Fork me on GitHub
#java
<
2024-02-03
Drew Verlee05:02:36

Given this starting example, which doesn't close streams...

(->> "blah"
     (.decode (Base64/getDecoder))
     io/input-stream
     (GZIPInputStream.)
     (DataInputStream.)
     (.readInt))
Is A or B the right way to handle closing Streams: A (multiple stream bindings)
(with-open [is (->> "Blah"
                    (.decode (Base64/getDecoder))
                    io/input-stream)
            gz (GZIPInputStream. is)
            dis (DataInputStream. gz)]
  (.readInt dis))
Or B (chained streams)
(with-open [is (->> "Blah"
                    (.decode (Base64/getDecoder))
                    io/input-stream
                    (GZIPInputStream.)
                    (DataInputStream.))]
  (.readInt is))
I assume it's A, because according to the with-open docs (below) by binding the names (e.g is, gz, dis) it will call close on the streams in reverse order, which i assume I want.
bindings => [name init ...]
 Evaluates body in a try expression with names bound to the values
of the inits, and a finally clause that calls (.close name) on each
name in reverse order.
However, maybe A is better because according to this http://www.javapractices.com/topic/TopicAction.do?Id=8 > One stream can be chained to another by passing it to the constructor of some second stream. When this second stream is closed, then it automatically closes the original underlying stream as well. > So maybe because their "chained", then A, it works the same way as B. Follow up questions, i feel like i have on this topic now that i have been messing with it for an hour or two are... 1. what's a good resource on this java stream topic? I feel like i'm coming at it sideways. I'm looking at a couple search results like this https://www.reddit.com/r/Clojure/comments/fcjdqd/streams_and_clojure/. 2. whats a good way to see the ramifications of not calling close properly? Like, so you can see that you did it correctly? This feels tricky because it would result in what.. assuming i'm dong local development the repl server crashing? 3. I need to call readInt on it because we encoded the number of things to read at the front. However, GZIPInputStream doesn't have that function... why not? My guess is that i'm paying a small performance price by casting to a DataInputStream so i can get readInt, like not all streams might need that functionality so they don't all come packaged to access the int like datainputstream apparently does. Does that sound right? Thanks for any help you can give

seancorfield06:02:48

According to the docs, DataInputStream.close() will call in.close(), i.e., it will close the stream it was created from.

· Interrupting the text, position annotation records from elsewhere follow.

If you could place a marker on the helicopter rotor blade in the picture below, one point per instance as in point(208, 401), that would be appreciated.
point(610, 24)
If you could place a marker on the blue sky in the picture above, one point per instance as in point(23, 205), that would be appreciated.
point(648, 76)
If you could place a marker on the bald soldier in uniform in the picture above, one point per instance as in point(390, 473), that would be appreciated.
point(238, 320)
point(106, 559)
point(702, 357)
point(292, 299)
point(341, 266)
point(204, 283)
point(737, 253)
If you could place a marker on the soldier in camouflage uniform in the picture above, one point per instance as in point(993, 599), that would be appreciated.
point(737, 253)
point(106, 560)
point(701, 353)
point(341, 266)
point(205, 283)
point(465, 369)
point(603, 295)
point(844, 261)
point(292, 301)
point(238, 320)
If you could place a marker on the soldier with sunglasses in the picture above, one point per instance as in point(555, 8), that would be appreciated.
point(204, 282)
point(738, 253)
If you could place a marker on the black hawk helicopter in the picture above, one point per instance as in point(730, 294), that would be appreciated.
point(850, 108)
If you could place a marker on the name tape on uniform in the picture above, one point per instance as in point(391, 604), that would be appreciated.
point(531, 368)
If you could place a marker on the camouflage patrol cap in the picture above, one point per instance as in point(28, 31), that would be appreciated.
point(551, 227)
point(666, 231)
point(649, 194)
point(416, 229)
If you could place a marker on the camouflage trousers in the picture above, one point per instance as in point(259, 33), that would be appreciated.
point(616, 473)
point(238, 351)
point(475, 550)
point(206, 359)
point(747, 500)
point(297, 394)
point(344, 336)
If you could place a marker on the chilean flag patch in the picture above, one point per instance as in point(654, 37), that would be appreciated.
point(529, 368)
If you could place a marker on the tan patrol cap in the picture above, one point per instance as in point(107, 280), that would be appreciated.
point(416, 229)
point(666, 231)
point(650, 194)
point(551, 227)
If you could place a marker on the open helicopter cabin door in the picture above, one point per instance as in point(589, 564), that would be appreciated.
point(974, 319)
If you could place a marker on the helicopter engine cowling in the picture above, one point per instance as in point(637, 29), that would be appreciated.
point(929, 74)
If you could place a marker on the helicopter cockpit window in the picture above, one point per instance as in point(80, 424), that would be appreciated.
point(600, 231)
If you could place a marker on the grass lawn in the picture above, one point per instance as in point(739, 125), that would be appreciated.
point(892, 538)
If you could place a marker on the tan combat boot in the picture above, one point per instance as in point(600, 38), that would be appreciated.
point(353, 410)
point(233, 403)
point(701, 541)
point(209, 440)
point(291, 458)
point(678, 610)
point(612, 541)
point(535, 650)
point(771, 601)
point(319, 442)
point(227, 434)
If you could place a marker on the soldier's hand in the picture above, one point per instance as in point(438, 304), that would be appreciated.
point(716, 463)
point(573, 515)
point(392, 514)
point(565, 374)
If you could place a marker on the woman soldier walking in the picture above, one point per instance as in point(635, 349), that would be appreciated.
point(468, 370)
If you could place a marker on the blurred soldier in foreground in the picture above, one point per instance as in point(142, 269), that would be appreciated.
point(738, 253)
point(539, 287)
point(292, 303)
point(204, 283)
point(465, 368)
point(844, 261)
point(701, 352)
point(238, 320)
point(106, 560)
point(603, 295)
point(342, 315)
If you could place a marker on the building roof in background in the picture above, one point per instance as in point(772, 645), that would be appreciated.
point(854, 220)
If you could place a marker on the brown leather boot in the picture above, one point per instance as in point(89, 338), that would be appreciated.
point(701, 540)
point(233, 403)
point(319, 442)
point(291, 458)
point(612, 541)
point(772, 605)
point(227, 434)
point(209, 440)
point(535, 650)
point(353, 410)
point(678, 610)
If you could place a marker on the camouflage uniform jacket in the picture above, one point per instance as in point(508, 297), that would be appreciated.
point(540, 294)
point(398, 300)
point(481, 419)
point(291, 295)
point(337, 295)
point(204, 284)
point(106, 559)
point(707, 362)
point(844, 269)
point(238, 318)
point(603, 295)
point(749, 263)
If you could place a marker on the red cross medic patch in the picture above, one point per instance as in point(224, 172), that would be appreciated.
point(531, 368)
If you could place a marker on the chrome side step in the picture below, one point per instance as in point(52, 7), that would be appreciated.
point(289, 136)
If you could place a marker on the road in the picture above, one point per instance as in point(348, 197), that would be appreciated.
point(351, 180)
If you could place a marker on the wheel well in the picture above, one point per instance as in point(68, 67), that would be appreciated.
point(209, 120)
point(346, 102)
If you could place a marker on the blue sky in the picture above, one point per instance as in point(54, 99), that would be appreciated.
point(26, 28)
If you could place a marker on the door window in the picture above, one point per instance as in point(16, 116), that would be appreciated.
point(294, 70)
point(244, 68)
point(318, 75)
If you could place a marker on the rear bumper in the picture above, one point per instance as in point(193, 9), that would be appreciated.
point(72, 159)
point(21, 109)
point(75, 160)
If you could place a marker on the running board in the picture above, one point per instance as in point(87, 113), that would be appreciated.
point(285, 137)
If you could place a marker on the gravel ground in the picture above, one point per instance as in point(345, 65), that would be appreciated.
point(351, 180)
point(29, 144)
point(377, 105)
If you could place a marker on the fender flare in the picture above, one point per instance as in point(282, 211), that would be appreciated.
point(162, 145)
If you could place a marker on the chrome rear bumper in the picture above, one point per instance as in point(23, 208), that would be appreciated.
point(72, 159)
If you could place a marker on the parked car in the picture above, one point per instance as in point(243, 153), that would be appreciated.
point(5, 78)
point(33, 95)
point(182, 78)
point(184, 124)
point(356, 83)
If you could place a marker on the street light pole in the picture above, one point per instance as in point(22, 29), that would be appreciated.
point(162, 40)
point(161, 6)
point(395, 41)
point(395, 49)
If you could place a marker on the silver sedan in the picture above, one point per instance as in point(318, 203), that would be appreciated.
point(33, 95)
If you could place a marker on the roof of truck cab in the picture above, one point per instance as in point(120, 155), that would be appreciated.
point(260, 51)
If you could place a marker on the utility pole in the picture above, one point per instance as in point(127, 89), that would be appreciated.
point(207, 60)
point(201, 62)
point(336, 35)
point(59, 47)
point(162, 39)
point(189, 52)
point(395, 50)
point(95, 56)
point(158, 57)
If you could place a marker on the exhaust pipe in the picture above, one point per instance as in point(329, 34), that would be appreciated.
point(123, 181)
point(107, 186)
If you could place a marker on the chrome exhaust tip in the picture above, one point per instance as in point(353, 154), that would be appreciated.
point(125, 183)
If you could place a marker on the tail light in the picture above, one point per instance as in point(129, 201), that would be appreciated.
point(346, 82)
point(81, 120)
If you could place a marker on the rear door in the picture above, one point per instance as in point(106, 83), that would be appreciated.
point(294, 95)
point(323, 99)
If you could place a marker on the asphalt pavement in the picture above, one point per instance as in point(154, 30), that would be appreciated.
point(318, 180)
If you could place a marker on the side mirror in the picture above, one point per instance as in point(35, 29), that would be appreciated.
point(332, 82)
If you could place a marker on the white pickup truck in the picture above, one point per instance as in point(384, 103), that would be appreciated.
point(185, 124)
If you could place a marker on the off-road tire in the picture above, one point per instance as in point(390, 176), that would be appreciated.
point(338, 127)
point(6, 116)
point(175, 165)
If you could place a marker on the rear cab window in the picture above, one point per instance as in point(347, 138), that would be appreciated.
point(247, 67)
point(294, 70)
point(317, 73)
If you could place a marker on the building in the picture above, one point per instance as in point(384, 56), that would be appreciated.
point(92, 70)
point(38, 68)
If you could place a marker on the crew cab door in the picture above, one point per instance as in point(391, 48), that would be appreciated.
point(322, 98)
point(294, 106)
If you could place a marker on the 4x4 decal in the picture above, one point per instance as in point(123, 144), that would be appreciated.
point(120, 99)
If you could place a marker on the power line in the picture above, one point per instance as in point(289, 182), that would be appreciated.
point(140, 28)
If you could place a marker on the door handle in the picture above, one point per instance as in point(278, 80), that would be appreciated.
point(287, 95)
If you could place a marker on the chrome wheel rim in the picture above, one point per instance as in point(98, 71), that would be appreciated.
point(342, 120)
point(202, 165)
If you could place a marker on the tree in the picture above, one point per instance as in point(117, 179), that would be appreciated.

The GZIPInputStream docs aren't clear, but checking the source, its close() method calls super.close() which is InflaterInputStream.close() and that calls in.close() so it too closes the stream it was created from. So it would seem that B is perfectly safe -- only one InputStream is actually opened -- via io/input-stream -- and the other two are wrappers that close their input. That said, I'd probably write A just for clarity.

👀 1
👍 1
genekim19:02:58

Thanks for posting this, @U0DJ4T5U1 and @U04V70XH6 — when I read it, I startled a bit when I saw “http://www.javapractices.com/topic/TopicAction.do?Id=8”. Over the last couple of weeks, I wrote a program to go through all my screenshots in Google Photos and run them threw Llava LLM to interpret. When I read your code example, I realized I have open streams EVERYWHERE — it was my first time using them in anger, besides a trivial one-liner. • streams of images that I encoded into base64 • streams of string inputs coming in from Llava API • streams on http server from acting as a CORS proxy (And it might even explain why my large ETL job crashes after 8 hours?)

genekim19:02:00

TIL from ChatGPT: “When you open a stream in Java, you’re essentially creating a file descriptor in the underlying operating system. Each operating system has a limit on the number of file descriptors that a single process can have open at any one time.” (!!! Makes total sense, in hindsight, but I sure didn’t know this.)

Drew Verlee19:02:25

I didn't know that either. I assume that limit is fairly high

seancorfield20:02:48

As I recall, the default is typically 1,024 per process (on Linux) but it can be raised higher. See the ulimit command docs.